Performing Gaussian Elimination Programmatically

The full version of this write-up was written in collaboration with another TEAMster Zehai (Tony) Wen. Here I only extracted my part about programmatic Gaussian elimination. In the full version posted on the course website, there is another part by him about proving the uniqueness of the reduced row echelon form.

Let us recall the technique of Gaussian elimination you have learnt from your first week of lectures. Hopefully you have been applying it to lots of systems of linear equations! You may have noticed that this process can be fairly complex but mechanical and repetitive. In this write-up, I will introduce an algorithm that a computer can understand to help us perform this elimination automatically. You may have seen a Gaussian Algorithm presented in plain text in the textbook as well as some other variants. What you will see next might be a little different from those, but will likely better correspond to the technique presented in the lectures.

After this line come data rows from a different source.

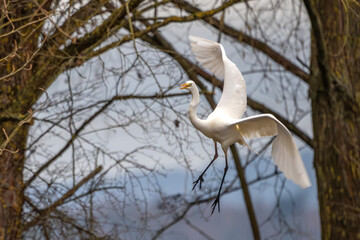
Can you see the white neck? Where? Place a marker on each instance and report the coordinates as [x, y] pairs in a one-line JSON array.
[[192, 108]]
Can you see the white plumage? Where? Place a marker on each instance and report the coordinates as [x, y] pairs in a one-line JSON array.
[[224, 124]]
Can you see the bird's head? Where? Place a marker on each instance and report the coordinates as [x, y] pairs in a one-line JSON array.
[[188, 85]]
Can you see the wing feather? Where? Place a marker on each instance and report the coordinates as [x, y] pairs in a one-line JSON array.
[[212, 56], [284, 150]]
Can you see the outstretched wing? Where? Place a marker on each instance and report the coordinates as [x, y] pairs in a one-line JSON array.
[[284, 151], [212, 56]]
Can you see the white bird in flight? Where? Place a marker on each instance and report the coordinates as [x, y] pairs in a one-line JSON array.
[[224, 124]]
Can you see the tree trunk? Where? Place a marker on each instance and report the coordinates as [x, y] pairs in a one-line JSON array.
[[19, 31], [11, 182], [336, 118]]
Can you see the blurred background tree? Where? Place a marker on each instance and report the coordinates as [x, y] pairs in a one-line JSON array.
[[93, 124]]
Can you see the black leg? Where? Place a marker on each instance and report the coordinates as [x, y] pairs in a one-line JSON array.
[[200, 178], [217, 200]]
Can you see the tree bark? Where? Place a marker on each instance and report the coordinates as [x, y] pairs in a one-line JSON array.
[[20, 28], [335, 96]]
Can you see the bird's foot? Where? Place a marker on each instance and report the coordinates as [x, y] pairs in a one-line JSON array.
[[216, 203], [200, 179]]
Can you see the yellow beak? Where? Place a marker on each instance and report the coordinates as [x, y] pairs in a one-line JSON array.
[[185, 85]]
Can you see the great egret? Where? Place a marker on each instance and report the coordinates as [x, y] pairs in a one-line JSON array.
[[224, 124]]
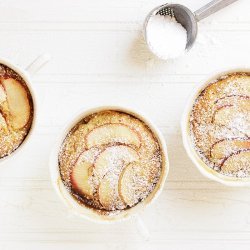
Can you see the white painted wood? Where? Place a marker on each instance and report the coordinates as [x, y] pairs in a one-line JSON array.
[[98, 56]]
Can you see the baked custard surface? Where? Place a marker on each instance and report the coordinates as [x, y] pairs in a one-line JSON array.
[[110, 161], [16, 110], [220, 125]]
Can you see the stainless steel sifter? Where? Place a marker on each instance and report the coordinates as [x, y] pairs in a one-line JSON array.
[[186, 17]]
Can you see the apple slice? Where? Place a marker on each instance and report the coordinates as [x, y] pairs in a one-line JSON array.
[[223, 148], [82, 173], [18, 102], [133, 183], [113, 158], [233, 117], [113, 133], [236, 162], [108, 193], [3, 123], [2, 94], [239, 100]]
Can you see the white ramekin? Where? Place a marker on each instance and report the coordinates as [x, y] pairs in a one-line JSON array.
[[88, 213], [185, 127], [25, 74]]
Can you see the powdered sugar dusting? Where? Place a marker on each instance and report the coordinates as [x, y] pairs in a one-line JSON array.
[[220, 125], [124, 140], [11, 138]]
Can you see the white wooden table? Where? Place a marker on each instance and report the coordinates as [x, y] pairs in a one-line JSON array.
[[98, 56]]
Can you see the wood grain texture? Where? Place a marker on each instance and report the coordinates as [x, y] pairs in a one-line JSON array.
[[99, 57]]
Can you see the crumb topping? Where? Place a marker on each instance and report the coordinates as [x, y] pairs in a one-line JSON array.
[[220, 125], [110, 161], [12, 136]]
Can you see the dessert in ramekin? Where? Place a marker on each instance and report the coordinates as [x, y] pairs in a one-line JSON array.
[[109, 163], [216, 128]]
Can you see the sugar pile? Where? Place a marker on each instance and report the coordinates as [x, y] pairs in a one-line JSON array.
[[166, 37]]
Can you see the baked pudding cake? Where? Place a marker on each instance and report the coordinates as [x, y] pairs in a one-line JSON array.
[[110, 161], [220, 125], [16, 110]]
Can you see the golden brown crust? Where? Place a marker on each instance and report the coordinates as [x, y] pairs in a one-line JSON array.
[[10, 137], [113, 156], [220, 121]]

From now on, we will use \(A\) to denote the matrix we are reducing, \(R_i\) to denote the entire \(i\)-th row, and \(a_{i, j}\) to denote the element on the \(i\)-th row and \(j\)-th column of the matrix. The matrix has \(m\) rows and \(n\) columns, where indices start from \(1\) to \(m\) or \(n\), and the \(n\)-th column is the augmented part. Namely, we would like to reduce a matrix

\[A = \left[ \begin{array}{cccc|c} a_{1, 1} & a_{1, 2} & \cdots & a_{1, n-1} & a_{1, n} \\ a_{2, 1} & a_{2, 2} & \cdots & a_{2, n-1} & a_{2, n} \\ \vdots & \vdots & \ddots & \vdots & \vdots \\ a_{m, 1} & a_{m, 2} & \cdots & a_{m, n-1} & a_{m, n} \end{array} \right] \begin{array}{c} \leftarrow R_1 \\ \leftarrow R_2 \\ \vdots \\ \leftarrow R_m \end{array}.\]

Let us start illustrating with a simple example. We will reduce:

\[A = \left[ \begin{array}{cc|c} 2 & 3 & 5 \\ 1 & 0 & 1 \end{array} \right].\]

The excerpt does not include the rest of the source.